I am so loving it! Hats off to Kelly Adamic. There was once a time when eclectic was celebrated in the Alamo and Danville communities. Alas 'tis no more. I've lived here most of my life, graduated Monte Vista and it is the petty, backbiting politics in neighborhoods that plague this community. I agree, bring back the Mona Lisa!! It was a combined effort of several departments at Monte Vista and San Ramon high schools that graced the side of that hill with art every year. My understanding is Cal Trans put the kabbash on it because people were slowing to view and it was creating traffic snarls, seems to me they occur anyway so why not have something to look at. As for your queen Mr. Adamic, you should have no problem, many would dig living in that house on the hill. Hopefully you find someone who can stand on the porch overlooking those below who are clenching their fists in anger...and laugh heartily!

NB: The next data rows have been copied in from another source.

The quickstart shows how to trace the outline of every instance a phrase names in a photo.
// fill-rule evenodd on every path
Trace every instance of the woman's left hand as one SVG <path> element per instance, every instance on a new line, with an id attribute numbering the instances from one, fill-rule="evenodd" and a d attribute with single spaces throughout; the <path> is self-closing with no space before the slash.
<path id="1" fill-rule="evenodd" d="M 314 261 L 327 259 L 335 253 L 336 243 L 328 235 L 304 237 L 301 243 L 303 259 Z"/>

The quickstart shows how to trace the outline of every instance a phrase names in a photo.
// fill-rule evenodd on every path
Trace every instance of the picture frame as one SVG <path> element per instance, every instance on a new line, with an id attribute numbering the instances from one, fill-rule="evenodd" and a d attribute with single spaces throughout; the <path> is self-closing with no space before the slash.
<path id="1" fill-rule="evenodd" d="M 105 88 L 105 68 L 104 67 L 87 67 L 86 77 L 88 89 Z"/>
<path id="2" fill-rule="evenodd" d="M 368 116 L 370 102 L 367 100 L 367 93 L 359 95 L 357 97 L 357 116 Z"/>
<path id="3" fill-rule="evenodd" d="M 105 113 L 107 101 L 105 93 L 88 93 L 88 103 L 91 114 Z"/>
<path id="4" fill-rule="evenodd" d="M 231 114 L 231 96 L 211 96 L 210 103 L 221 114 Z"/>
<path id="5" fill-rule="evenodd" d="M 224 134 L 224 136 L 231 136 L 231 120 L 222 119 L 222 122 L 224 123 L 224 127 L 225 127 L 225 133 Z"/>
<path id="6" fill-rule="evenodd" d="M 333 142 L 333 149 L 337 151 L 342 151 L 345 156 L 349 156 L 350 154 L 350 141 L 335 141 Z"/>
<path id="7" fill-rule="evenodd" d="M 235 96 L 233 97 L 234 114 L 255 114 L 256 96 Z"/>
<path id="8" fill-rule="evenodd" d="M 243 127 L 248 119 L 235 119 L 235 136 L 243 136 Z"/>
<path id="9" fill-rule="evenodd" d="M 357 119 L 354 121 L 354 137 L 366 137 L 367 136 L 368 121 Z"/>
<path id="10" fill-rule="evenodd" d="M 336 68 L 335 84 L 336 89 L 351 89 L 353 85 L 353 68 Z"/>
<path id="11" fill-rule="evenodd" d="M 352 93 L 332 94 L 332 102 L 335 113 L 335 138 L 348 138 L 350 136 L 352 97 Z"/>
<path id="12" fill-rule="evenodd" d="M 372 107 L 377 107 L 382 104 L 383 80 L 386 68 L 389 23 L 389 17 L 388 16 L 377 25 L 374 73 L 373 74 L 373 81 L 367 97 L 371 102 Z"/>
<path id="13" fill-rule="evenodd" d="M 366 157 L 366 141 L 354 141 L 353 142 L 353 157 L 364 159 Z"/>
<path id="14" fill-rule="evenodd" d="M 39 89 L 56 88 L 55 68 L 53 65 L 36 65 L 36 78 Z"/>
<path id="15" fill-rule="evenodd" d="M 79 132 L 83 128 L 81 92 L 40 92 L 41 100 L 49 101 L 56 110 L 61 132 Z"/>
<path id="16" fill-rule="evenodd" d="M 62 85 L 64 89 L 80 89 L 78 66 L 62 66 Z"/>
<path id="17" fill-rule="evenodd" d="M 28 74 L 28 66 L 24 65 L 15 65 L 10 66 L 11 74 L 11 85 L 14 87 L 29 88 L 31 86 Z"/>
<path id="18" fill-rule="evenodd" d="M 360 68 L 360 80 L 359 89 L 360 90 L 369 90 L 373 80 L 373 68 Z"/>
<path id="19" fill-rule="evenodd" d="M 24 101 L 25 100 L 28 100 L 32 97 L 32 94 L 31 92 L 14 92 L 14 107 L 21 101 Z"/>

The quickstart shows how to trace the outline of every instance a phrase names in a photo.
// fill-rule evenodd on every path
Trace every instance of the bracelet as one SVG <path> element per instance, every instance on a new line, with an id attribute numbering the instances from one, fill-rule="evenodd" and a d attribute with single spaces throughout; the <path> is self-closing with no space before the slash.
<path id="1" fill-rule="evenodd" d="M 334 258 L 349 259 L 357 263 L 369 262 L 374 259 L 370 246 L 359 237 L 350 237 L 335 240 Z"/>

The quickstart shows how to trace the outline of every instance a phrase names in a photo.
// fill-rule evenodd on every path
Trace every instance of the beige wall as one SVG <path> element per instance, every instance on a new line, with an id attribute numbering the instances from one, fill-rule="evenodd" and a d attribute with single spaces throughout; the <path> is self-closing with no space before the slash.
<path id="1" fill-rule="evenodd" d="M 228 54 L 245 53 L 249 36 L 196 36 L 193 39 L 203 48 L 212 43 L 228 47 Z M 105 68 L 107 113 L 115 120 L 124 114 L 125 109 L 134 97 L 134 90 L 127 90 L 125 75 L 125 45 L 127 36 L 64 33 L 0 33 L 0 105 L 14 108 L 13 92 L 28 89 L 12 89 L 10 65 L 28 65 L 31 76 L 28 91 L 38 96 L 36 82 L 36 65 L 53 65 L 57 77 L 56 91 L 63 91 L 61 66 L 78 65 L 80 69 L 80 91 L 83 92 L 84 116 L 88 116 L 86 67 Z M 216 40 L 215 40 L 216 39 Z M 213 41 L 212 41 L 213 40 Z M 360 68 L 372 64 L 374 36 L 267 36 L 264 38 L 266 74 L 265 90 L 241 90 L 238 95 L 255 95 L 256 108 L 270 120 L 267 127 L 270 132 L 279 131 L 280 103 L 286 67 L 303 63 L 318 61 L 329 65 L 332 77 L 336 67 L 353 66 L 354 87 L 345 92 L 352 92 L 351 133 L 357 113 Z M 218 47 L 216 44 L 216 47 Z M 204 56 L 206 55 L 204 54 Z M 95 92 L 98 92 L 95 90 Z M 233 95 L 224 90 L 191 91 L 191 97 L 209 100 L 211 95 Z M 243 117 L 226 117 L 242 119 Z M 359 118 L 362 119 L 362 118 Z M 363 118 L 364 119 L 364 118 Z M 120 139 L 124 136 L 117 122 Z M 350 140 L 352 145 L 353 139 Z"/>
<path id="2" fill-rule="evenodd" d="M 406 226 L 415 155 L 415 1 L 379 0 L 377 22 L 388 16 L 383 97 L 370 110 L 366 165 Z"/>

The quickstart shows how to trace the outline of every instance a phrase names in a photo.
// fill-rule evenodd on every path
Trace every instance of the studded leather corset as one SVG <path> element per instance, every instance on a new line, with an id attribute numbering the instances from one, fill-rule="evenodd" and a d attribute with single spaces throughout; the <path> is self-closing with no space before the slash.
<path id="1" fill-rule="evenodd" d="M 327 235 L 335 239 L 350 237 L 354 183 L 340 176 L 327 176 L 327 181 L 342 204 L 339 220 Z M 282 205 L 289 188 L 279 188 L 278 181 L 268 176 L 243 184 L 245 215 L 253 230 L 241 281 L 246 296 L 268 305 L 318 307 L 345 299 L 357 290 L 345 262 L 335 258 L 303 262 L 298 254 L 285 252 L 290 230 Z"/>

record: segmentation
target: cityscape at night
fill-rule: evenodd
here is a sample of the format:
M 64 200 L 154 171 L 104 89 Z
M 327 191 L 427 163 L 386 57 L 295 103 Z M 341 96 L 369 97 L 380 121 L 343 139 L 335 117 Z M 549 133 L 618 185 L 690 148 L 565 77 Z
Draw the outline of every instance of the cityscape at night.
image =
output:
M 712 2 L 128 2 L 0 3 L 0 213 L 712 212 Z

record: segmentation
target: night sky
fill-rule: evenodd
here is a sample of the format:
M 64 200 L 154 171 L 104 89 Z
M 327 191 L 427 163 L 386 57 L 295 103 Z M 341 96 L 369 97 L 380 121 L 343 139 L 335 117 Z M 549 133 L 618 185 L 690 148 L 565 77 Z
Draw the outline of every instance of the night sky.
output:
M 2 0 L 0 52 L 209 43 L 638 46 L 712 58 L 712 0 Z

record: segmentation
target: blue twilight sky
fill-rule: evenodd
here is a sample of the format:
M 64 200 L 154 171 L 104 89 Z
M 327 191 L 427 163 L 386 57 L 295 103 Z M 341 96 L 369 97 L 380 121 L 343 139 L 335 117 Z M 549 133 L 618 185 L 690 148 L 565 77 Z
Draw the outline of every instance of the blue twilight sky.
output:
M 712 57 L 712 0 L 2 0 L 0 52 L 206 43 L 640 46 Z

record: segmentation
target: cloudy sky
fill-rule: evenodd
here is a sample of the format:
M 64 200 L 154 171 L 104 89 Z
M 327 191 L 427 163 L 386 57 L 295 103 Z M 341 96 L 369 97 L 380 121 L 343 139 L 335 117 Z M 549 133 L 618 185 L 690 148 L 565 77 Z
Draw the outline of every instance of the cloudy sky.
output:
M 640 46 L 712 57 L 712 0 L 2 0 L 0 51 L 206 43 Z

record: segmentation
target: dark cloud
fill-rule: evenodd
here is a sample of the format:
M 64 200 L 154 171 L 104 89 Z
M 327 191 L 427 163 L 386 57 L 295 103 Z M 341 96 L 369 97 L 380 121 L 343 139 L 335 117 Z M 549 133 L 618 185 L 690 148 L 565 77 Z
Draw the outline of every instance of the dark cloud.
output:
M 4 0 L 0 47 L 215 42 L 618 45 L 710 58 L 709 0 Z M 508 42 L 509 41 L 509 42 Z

Posted by Westside Alamoans
a resident of Alamo
on Feb 28, 2013 at 1:01 pm

it appears this thing is in foreclosure @ well over $3.5mm. ...and for awhile, now. leading me to assume that the ersatz tuscan may have declared BK to keep BofA off the courthouse steps for a spell.

for years, my wife and i would enter 680/s from livorna only to gawk in perpetual state of WTF every time we pass "the Alamo Correctional Facility".

We haven't toured it, but when it finally goes back to the bank, it'll be interesting to finally see who buys it and at what price.